When St. Reinolda died in 1981, interest again increased, and local Catholic Mrs. Rose-Marie Foxon, wrote the Holy See as well as other parishes in South Africa. People continued traveling privately, now in greater numbers, especially after Foxon also wrote to the local media speaking of the visions. In 1984, a new church was built at the site; it was dedicated to the Virgin Mary without any specific title. In 1988, the Ngome Shrine committee was formed, comprising priests of the diocese. By that time, Bishop Biyase was wavering, saying he could and would not suppress the devotion. In 1989, the committee published a booklet and postcards featuring the shrine were being printed, while the congregation played an ever-increasing role in the local church.

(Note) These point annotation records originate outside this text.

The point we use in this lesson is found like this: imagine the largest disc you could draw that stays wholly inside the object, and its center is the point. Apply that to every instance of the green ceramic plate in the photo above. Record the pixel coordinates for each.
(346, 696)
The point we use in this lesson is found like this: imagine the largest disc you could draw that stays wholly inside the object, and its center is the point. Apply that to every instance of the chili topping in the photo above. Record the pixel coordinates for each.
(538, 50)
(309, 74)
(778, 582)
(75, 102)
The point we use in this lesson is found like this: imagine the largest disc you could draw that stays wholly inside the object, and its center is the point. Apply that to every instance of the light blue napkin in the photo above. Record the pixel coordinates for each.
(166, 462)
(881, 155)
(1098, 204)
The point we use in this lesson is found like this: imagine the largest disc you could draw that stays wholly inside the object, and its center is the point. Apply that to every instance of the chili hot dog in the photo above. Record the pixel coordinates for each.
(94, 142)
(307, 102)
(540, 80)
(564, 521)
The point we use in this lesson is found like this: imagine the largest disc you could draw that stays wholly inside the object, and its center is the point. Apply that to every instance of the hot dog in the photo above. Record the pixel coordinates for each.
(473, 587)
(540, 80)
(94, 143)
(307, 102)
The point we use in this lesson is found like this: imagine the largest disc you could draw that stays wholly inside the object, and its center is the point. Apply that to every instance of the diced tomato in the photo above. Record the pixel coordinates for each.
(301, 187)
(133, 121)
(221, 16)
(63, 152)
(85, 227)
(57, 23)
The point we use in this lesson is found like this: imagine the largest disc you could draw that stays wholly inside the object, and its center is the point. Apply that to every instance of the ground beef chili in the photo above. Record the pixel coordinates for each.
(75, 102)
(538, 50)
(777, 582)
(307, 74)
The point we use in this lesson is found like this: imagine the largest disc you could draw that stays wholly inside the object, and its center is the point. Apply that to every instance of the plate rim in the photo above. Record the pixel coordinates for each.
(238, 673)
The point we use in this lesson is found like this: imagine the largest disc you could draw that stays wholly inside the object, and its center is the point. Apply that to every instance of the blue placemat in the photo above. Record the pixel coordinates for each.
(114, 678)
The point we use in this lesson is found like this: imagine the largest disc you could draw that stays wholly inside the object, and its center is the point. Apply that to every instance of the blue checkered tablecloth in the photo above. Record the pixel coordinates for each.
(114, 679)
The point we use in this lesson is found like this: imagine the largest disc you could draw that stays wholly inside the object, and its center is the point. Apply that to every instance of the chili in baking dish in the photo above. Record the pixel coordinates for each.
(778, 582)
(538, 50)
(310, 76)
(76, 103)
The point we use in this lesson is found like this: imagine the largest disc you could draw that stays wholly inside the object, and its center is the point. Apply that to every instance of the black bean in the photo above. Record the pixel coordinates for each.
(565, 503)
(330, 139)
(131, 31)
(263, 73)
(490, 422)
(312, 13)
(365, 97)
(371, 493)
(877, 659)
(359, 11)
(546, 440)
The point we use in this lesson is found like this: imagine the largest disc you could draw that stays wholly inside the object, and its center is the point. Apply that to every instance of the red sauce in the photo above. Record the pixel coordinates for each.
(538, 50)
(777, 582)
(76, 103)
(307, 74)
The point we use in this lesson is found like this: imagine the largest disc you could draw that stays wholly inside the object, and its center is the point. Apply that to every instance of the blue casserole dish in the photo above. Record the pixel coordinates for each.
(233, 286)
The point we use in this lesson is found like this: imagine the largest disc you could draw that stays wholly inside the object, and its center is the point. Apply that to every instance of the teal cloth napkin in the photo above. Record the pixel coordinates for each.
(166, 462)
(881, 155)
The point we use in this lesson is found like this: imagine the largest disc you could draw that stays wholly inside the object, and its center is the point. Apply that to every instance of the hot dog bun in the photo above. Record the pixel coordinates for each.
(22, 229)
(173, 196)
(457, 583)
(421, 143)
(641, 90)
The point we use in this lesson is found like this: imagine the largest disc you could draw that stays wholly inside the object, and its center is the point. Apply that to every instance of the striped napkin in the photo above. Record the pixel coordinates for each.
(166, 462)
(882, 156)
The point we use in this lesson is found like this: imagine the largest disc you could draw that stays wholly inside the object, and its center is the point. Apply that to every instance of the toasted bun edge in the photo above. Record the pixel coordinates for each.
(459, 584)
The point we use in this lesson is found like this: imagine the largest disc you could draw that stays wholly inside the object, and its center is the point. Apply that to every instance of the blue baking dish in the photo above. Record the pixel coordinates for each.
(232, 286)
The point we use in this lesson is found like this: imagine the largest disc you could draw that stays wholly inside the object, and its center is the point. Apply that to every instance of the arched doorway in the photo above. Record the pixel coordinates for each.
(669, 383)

Finally in 1992, Bishop Biyase blessed an open-air altar, part of a bigger chapel that replaced the little shrine, allowing for the place to be designated a place of prayer, and active promotion of organized pilgrimages. Since then, the priest at Inkamana Abbey has been the shrine custodian. There are reports of miraculous and spontaneous healing at the shrine, and comparisons with Lourdes are drawn. The water from the spring is still collected, and visitors dip their feet in the water during prayer. Four nuns live on site at the shrine to receive visitors; local women cook food for pilgrims, who in turn leave old clothes for the locals. The shrine is one of the most popular Christian pilgrimage sites in Africa. Sister Reinolda May's apparitions were the first in a series of Marian visions throughout Africa; in the 1980s, visions of Mary were seen in Kenya, Zaire, Mozambique, Rwanda, South Africa, and Cameroon.